For calcification, 100 cells were transferred to a 60-cm² dish and cultured for 14 days in culture medium. The adherent cells were cultured in calcification induction medium containing 50 μg/mL ascorbic acid 2-phosphate (Wako), 10 nM dexamethasone (Wako), and 10 mM β-glycerophosphate (Sigma-Aldrich). After 21 days, calcification was assessed by alizarin red staining (Merck Millipore, Billerica, MA, USA).

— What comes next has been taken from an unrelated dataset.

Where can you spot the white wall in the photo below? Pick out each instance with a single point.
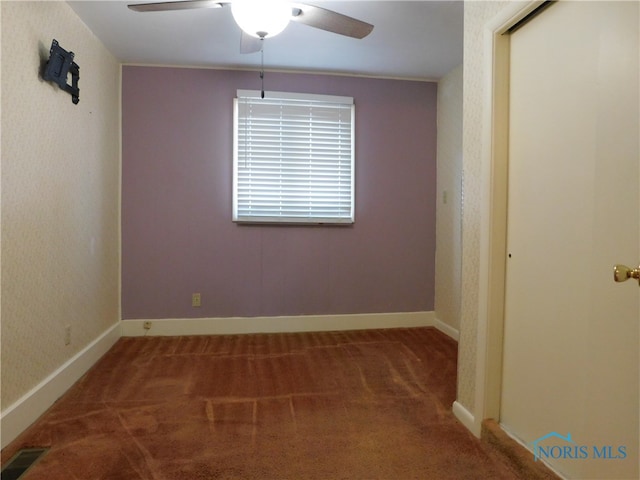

For chondrogenesis, 250,000 synovial MSCs were transferred to a 15-mL tube (BD Falcon) and cultured in chondrogenic induction medium containing 10 ng/mL transforming growth factor-β3 (Miltenyi Biotec K.K., Tokyo, Japan) and 1 μg/mL bone morphogenetic protein 2 (Medtronic, TN, USA), which was changed every 3–4 days. After 21 days, cartilage pellets were weighed and evaluated histologically.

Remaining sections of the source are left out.